The former sugar workers called for the interest they were allegedly promised on their deposits made with the bank six years ago.
The ADB’s Chief Executive Officer, Jacqueline Rawlins, in a signed letter to some 3200 former workers several months ago, stated that the international financial crisis had impacted on the growth of the funds invested in the Individual Retirement Unit Account (IRUA). The investments did not grow enough to pay out the promised interest, she noted.
In 2003, when the deal was announced by then Chairman of the ADB and UTC, Hubert Alleyne, he said the intention was to deposit the VSEP earnings into UTC’s lndividual Retirement Unit Account (IRUA).
’You can then borrow up to the amount deposited, with your original deposit acting as security for your loan,’ he said then.

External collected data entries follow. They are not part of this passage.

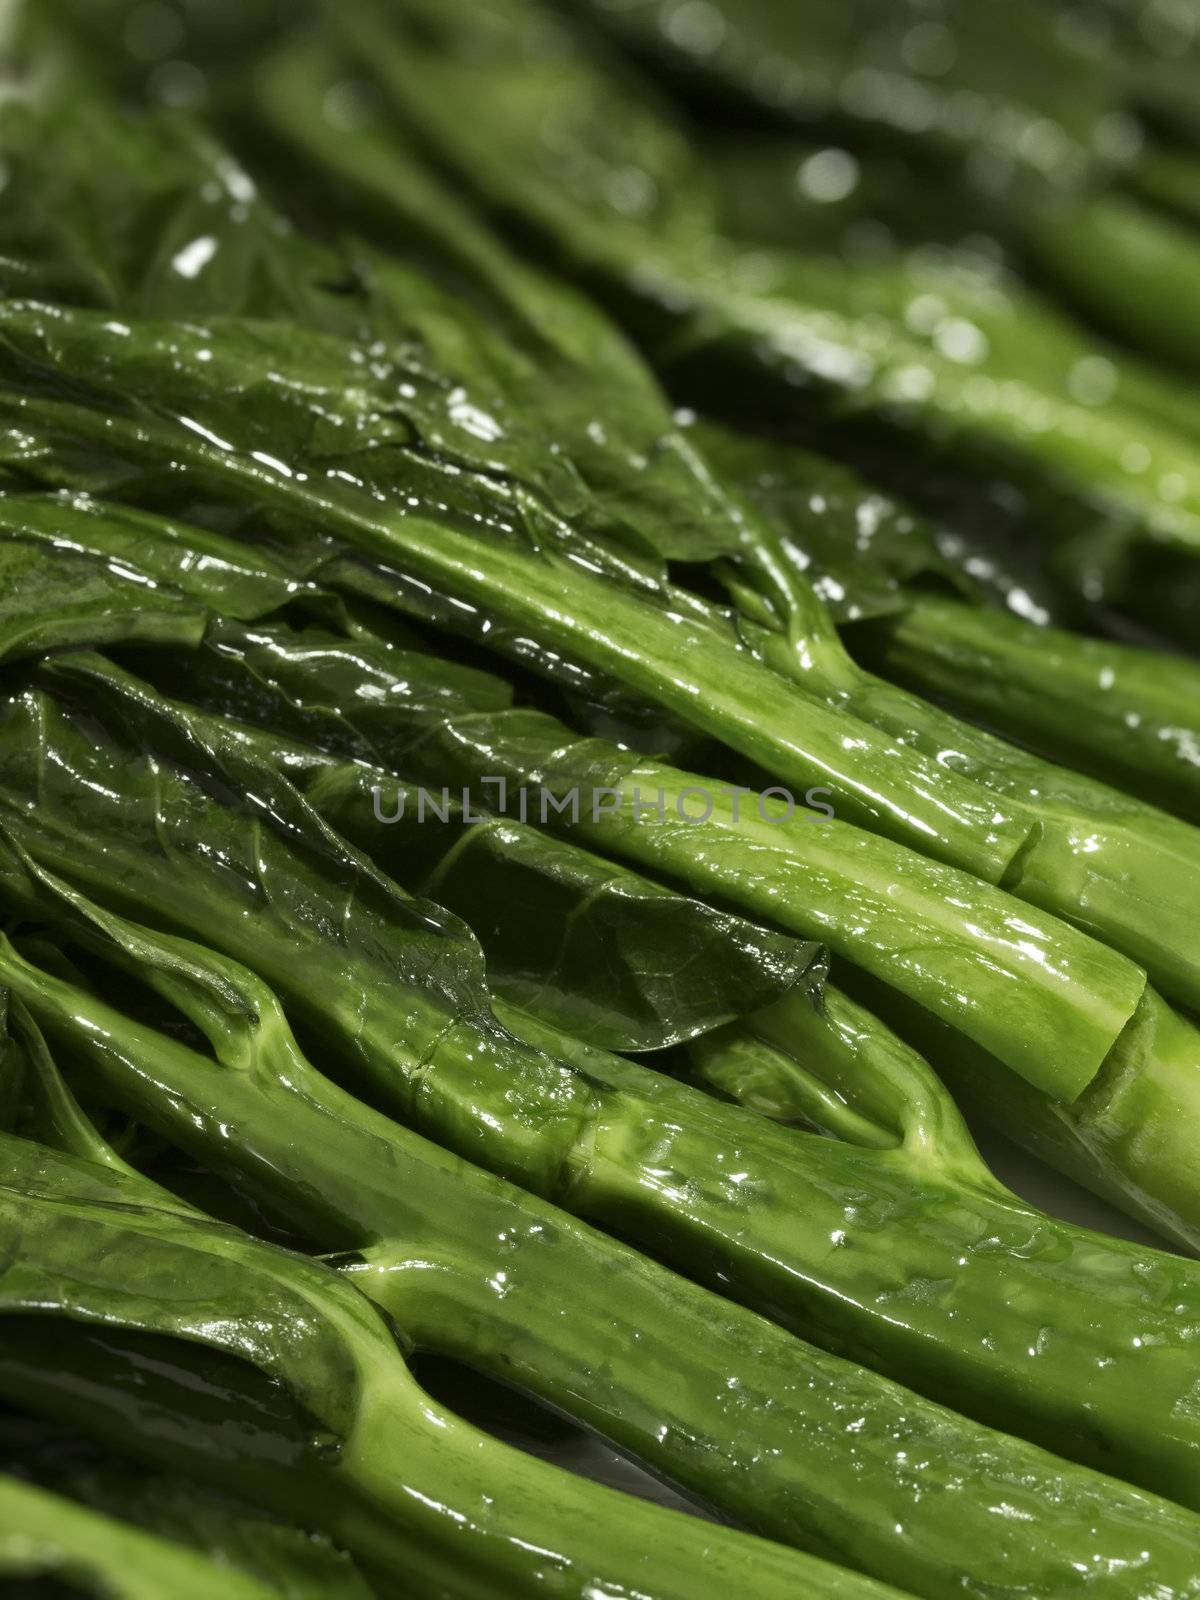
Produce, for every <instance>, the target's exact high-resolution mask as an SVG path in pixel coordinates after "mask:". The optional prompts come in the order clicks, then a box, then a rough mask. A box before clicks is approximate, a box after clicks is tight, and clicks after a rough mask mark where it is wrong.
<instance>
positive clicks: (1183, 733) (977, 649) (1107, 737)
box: [850, 600, 1200, 822]
mask: <svg viewBox="0 0 1200 1600" xmlns="http://www.w3.org/2000/svg"><path fill="white" fill-rule="evenodd" d="M850 637H851V642H854V643H856V648H861V650H864V651H866V654H867V659H870V661H872V662H874V664H877V666H878V667H880V670H883V672H886V674H888V677H896V678H899V682H902V683H907V685H909V688H914V690H917V691H918V693H922V694H933V696H936V698H938V699H942V701H947V702H949V704H952V706H955V707H957V709H958V710H963V712H965V714H966V715H970V717H978V718H979V720H981V722H986V723H989V725H990V726H994V728H998V730H1002V731H1003V733H1006V734H1013V736H1016V738H1019V739H1022V741H1027V742H1030V744H1034V746H1037V749H1040V750H1042V754H1043V755H1046V757H1050V758H1051V760H1056V762H1066V763H1067V765H1070V766H1080V768H1083V770H1085V771H1088V773H1091V774H1093V776H1096V778H1101V779H1107V781H1114V779H1115V781H1117V782H1118V784H1120V786H1122V787H1123V789H1128V790H1130V792H1131V794H1139V795H1142V798H1146V800H1149V802H1150V803H1154V805H1162V806H1165V808H1166V810H1168V811H1176V813H1178V814H1179V816H1182V818H1186V819H1187V821H1190V822H1200V667H1198V666H1197V664H1195V662H1190V661H1186V659H1182V658H1178V656H1166V654H1154V653H1150V651H1144V650H1133V648H1128V646H1122V645H1110V643H1107V642H1104V640H1096V638H1082V637H1077V635H1074V634H1064V632H1061V630H1058V629H1038V627H1034V626H1032V624H1027V622H1021V621H1019V619H1018V618H1011V616H1005V614H1003V613H997V611H982V610H978V608H973V606H966V605H958V603H954V602H947V600H918V602H915V603H914V605H910V606H907V608H906V610H904V611H901V613H899V614H898V616H894V618H885V619H880V621H877V622H874V624H870V626H869V627H866V629H854V630H853V634H851V635H850Z"/></svg>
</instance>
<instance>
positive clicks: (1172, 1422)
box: [2, 664, 1200, 1501]
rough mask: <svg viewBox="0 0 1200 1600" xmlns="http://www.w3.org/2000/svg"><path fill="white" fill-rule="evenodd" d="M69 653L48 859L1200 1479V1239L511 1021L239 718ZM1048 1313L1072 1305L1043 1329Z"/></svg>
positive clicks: (864, 1310)
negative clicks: (270, 762)
mask: <svg viewBox="0 0 1200 1600" xmlns="http://www.w3.org/2000/svg"><path fill="white" fill-rule="evenodd" d="M58 682H59V683H61V685H62V686H64V688H66V686H67V685H69V683H74V685H75V688H74V690H72V691H70V693H80V694H82V696H83V702H86V704H88V706H90V714H88V722H86V728H88V733H86V734H85V733H83V731H82V728H80V726H78V725H77V723H74V720H72V717H70V715H67V714H64V710H62V709H61V707H56V706H54V702H53V701H50V699H48V698H45V696H19V698H18V699H14V701H13V702H11V706H10V709H8V715H6V718H5V728H3V750H5V763H6V765H5V771H6V776H8V787H6V790H5V794H3V797H2V798H3V821H5V826H6V829H8V830H10V832H11V835H13V837H14V840H18V842H19V843H21V845H22V848H24V850H26V851H27V853H29V854H30V856H32V858H34V859H37V861H38V862H40V864H42V866H45V867H48V869H51V870H54V872H56V874H59V875H62V877H64V878H67V880H70V882H74V883H75V885H77V886H80V888H85V890H86V891H88V893H91V894H94V896H96V898H98V899H101V901H102V902H106V904H107V906H109V907H110V909H114V910H122V909H125V910H126V912H133V914H134V915H136V917H139V918H141V920H144V922H150V923H157V925H160V926H163V928H173V930H176V931H182V933H187V934H189V936H190V938H198V939H202V941H203V942H205V944H210V946H213V947H216V949H219V950H222V952H224V954H227V955H230V957H234V958H235V960H242V962H245V963H253V968H254V970H256V971H258V973H259V974H261V976H262V978H264V979H266V981H267V982H270V984H272V986H274V987H275V989H277V990H278V992H280V995H282V998H283V1002H285V1005H286V1006H288V1013H290V1018H293V1019H294V1021H296V1022H301V1024H302V1026H304V1029H306V1030H307V1032H309V1034H312V1037H314V1038H317V1040H320V1042H322V1048H323V1050H325V1051H326V1053H328V1059H330V1062H331V1064H338V1067H339V1070H344V1072H347V1074H352V1075H354V1078H355V1080H357V1082H363V1083H370V1085H371V1093H373V1094H374V1096H376V1098H378V1096H382V1098H384V1101H386V1102H387V1104H389V1106H390V1107H392V1110H394V1112H395V1114H397V1115H398V1117H400V1118H402V1120H403V1122H408V1123H410V1125H413V1126H416V1128H418V1130H421V1131H427V1133H429V1134H432V1136H434V1138H435V1139H437V1141H438V1142H442V1144H445V1146H450V1147H451V1149H456V1150H459V1152H461V1154H466V1155H467V1157H470V1158H472V1160H475V1162H478V1163H480V1165H485V1166H491V1168H494V1170H498V1171H501V1173H504V1174H506V1176H509V1178H510V1179H515V1181H517V1182H520V1184H522V1186H523V1187H526V1189H531V1190H534V1192H539V1194H542V1195H546V1197H547V1198H554V1200H557V1202H558V1203H563V1205H565V1206H568V1208H570V1210H573V1211H576V1213H578V1214H581V1216H584V1218H587V1219H590V1221H594V1222H600V1224H602V1226H605V1227H611V1229H614V1230H618V1232H619V1234H621V1235H622V1237H626V1238H634V1240H643V1242H646V1243H653V1248H654V1251H656V1254H659V1256H664V1254H666V1256H667V1258H669V1259H672V1261H674V1262H677V1264H680V1266H685V1267H690V1269H691V1270H693V1272H696V1274H699V1275H702V1277H707V1278H709V1280H710V1282H715V1283H718V1285H720V1286H722V1288H723V1290H725V1291H726V1293H730V1294H733V1296H734V1298H738V1299H741V1301H744V1302H749V1304H752V1306H757V1307H762V1309H765V1310H768V1312H770V1314H771V1315H773V1317H774V1318H776V1320H779V1322H784V1323H786V1325H790V1326H792V1328H795V1330H797V1331H802V1333H803V1334H805V1336H806V1338H816V1341H818V1342H821V1344H824V1346H827V1347H832V1349H835V1350H838V1352H842V1354H846V1355H851V1357H856V1358H861V1360H866V1362H867V1363H869V1365H874V1366H877V1368H882V1370H885V1371H888V1373H891V1374H894V1376H899V1378H901V1379H902V1381H906V1382H909V1384H910V1386H912V1387H917V1389H923V1390H926V1392H930V1394H936V1395H938V1397H941V1398H946V1400H950V1402H952V1403H955V1405H958V1406H960V1408H963V1410H968V1411H970V1413H974V1414H976V1416H981V1418H982V1419H984V1421H992V1422H1000V1424H1002V1426H1006V1427H1018V1426H1019V1429H1021V1430H1022V1432H1026V1434H1027V1435H1029V1437H1034V1438H1038V1440H1045V1442H1046V1443H1050V1445H1053V1448H1056V1450H1058V1451H1061V1453H1067V1454H1074V1456H1078V1458H1080V1459H1085V1461H1101V1459H1102V1461H1104V1462H1106V1464H1107V1467H1109V1469H1114V1467H1117V1464H1118V1462H1120V1470H1122V1472H1123V1474H1126V1475H1128V1477H1133V1478H1139V1480H1142V1482H1146V1483H1147V1485H1150V1486H1157V1488H1160V1490H1165V1491H1166V1493H1168V1494H1171V1496H1174V1498H1179V1499H1182V1501H1192V1499H1195V1498H1200V1496H1197V1491H1195V1478H1194V1466H1192V1461H1194V1451H1195V1445H1194V1442H1192V1440H1190V1434H1189V1424H1187V1413H1186V1410H1181V1406H1179V1398H1181V1395H1182V1394H1186V1392H1187V1390H1189V1387H1190V1382H1192V1376H1190V1368H1192V1358H1190V1355H1189V1347H1190V1346H1189V1333H1187V1330H1189V1322H1187V1318H1186V1317H1184V1318H1181V1315H1179V1312H1178V1307H1179V1306H1186V1304H1187V1298H1189V1294H1190V1293H1192V1288H1190V1286H1189V1285H1190V1278H1192V1267H1190V1264H1187V1262H1182V1261H1178V1259H1171V1258H1168V1256H1158V1254H1155V1253H1152V1251H1136V1250H1133V1246H1123V1245H1118V1243H1112V1242H1101V1240H1098V1238H1094V1237H1091V1235H1086V1234H1080V1232H1077V1230H1072V1229H1069V1227H1064V1226H1061V1224H1054V1222H1050V1221H1048V1219H1045V1218H1042V1216H1038V1214H1037V1213H1032V1211H1029V1210H1027V1208H1026V1206H1022V1205H1019V1203H1016V1202H1011V1200H1006V1198H1005V1197H1002V1195H997V1192H995V1187H994V1186H992V1184H986V1186H981V1189H979V1190H978V1192H976V1190H973V1189H971V1187H970V1186H965V1184H963V1182H962V1179H960V1176H958V1168H957V1166H954V1170H952V1173H946V1174H941V1173H938V1170H936V1163H931V1162H930V1160H928V1155H926V1150H925V1149H922V1152H920V1158H918V1160H912V1158H910V1155H907V1154H906V1150H904V1149H886V1150H880V1149H858V1147H851V1146H848V1144H840V1142H835V1141H829V1139H824V1138H818V1136H810V1138H808V1139H805V1146H803V1149H805V1158H803V1163H797V1142H795V1141H797V1138H800V1134H795V1133H792V1131H790V1130H776V1128H773V1126H771V1125H770V1123H768V1122H765V1120H763V1118H760V1117H755V1115H750V1114H747V1112H742V1110H739V1109H736V1107H728V1106H718V1104H717V1102H714V1101H712V1099H709V1098H707V1096H706V1094H701V1093H696V1091H694V1090H690V1088H686V1086H683V1085H678V1083H674V1082H672V1080H669V1078H666V1077H662V1075H661V1074H656V1072H653V1070H646V1069H643V1067H637V1066H634V1064H630V1062H624V1061H621V1059H618V1058H613V1056H608V1054H605V1053H603V1051H586V1053H584V1054H586V1059H573V1061H570V1062H568V1061H565V1059H555V1058H552V1056H547V1054H539V1053H538V1051H536V1050H531V1048H528V1046H526V1045H522V1043H518V1042H517V1040H515V1038H514V1037H512V1035H510V1034H507V1032H504V1030H502V1029H499V1027H498V1026H496V1024H494V1021H493V1018H491V1014H490V1006H488V995H486V990H485V987H483V981H482V962H480V954H478V947H477V946H475V944H474V941H470V939H469V938H466V931H464V930H462V926H461V925H459V923H456V922H448V920H446V918H445V917H442V915H440V914H435V912H434V910H432V907H430V906H429V904H427V902H413V901H410V899H406V898H405V896H403V894H402V893H400V891H398V890H397V888H395V885H392V883H390V882H389V880H386V878H382V877H381V875H379V874H378V872H376V870H373V869H371V867H370V864H368V862H366V861H365V859H363V858H362V856H358V854H357V853H354V851H350V850H349V846H346V845H344V843H342V842H341V840H339V838H338V835H334V834H331V832H330V830H328V829H325V827H323V826H322V824H320V822H318V821H317V818H315V814H314V813H312V811H310V810H309V808H307V806H306V805H304V803H302V802H301V800H299V797H298V794H296V792H294V790H293V789H290V787H288V786H286V782H283V781H282V779H280V778H278V776H277V774H275V773H274V771H272V768H270V766H267V765H266V763H262V762H261V758H258V757H253V755H251V754H250V749H248V746H246V741H243V739H240V736H238V734H237V730H232V728H229V726H227V725H221V723H216V722H214V720H213V718H202V717H195V715H190V714H187V712H186V710H181V709H179V707H171V706H168V704H166V702H163V701H160V699H157V698H154V696H150V694H149V693H147V691H146V690H142V688H138V686H136V683H133V682H130V680H123V682H122V680H120V678H117V677H114V674H112V670H110V669H104V667H101V666H99V664H96V666H94V667H91V669H86V670H83V672H75V675H74V677H72V678H67V675H66V674H59V675H58ZM106 682H109V683H110V685H112V690H109V691H104V683H106ZM114 690H115V699H107V693H112V691H114ZM106 699H107V707H109V709H107V710H106ZM96 714H99V715H101V718H102V725H104V726H106V728H107V731H106V733H104V734H102V738H101V736H99V730H101V722H96V720H94V718H96ZM98 738H99V742H98ZM131 739H133V742H130V741H131ZM179 760H181V762H184V763H186V765H184V766H179V765H176V763H178V762H179ZM189 774H190V776H189ZM234 797H242V798H240V800H234ZM230 800H234V803H232V805H230V803H229V802H230ZM246 803H248V805H250V811H245V810H243V806H245V805H246ZM197 846H202V848H197ZM330 906H336V907H338V917H336V920H331V918H330V915H328V907H330ZM581 1048H582V1046H581ZM750 1200H752V1203H750ZM797 1218H803V1226H802V1227H800V1229H797ZM830 1240H832V1245H834V1248H832V1250H830ZM1118 1262H1120V1266H1118ZM1018 1283H1019V1285H1021V1290H1019V1293H1018V1290H1016V1285H1018ZM1099 1285H1102V1288H1099ZM1005 1307H1006V1309H1005ZM1168 1307H1170V1309H1168ZM950 1310H954V1312H955V1315H954V1317H949V1315H947V1314H949V1312H950ZM973 1325H974V1326H978V1328H986V1339H982V1338H976V1334H974V1333H973V1331H971V1328H973ZM1030 1325H1037V1326H1038V1328H1045V1330H1062V1333H1058V1331H1048V1333H1046V1334H1045V1338H1042V1339H1040V1341H1037V1342H1035V1344H1034V1346H1032V1349H1034V1354H1032V1355H1030V1354H1029V1350H1030V1341H1029V1328H1030ZM1122 1325H1123V1326H1122ZM1152 1328H1154V1333H1152V1334H1150V1330H1152ZM1066 1330H1069V1333H1067V1331H1066ZM1085 1350H1086V1352H1088V1354H1086V1355H1085V1354H1083V1352H1085ZM1154 1395H1160V1397H1162V1398H1160V1403H1157V1405H1155V1403H1154ZM1098 1430H1099V1432H1098ZM1101 1438H1102V1440H1104V1443H1102V1445H1101V1443H1099V1440H1101Z"/></svg>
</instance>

Loans, he noted then, would be repaid in approximately six years on an interest rate of eight per cent per annum, net gains were projected for transactions.
Allan Praimdass, spokesperson for the former workers, said yesterday that they are planning to seek legal advice.
’We met with an official at the ADB and she is saying the same thing that the letters said - we won’t be able to get the interest, but what we are saying is that we are entitled to the $49,000 on every $100,000 invested as promised because they have made the interest. We were supposed to be receiving that all now,’ he said.
He said they had received statements from the ADB until last March that showed their money had accumulated interest.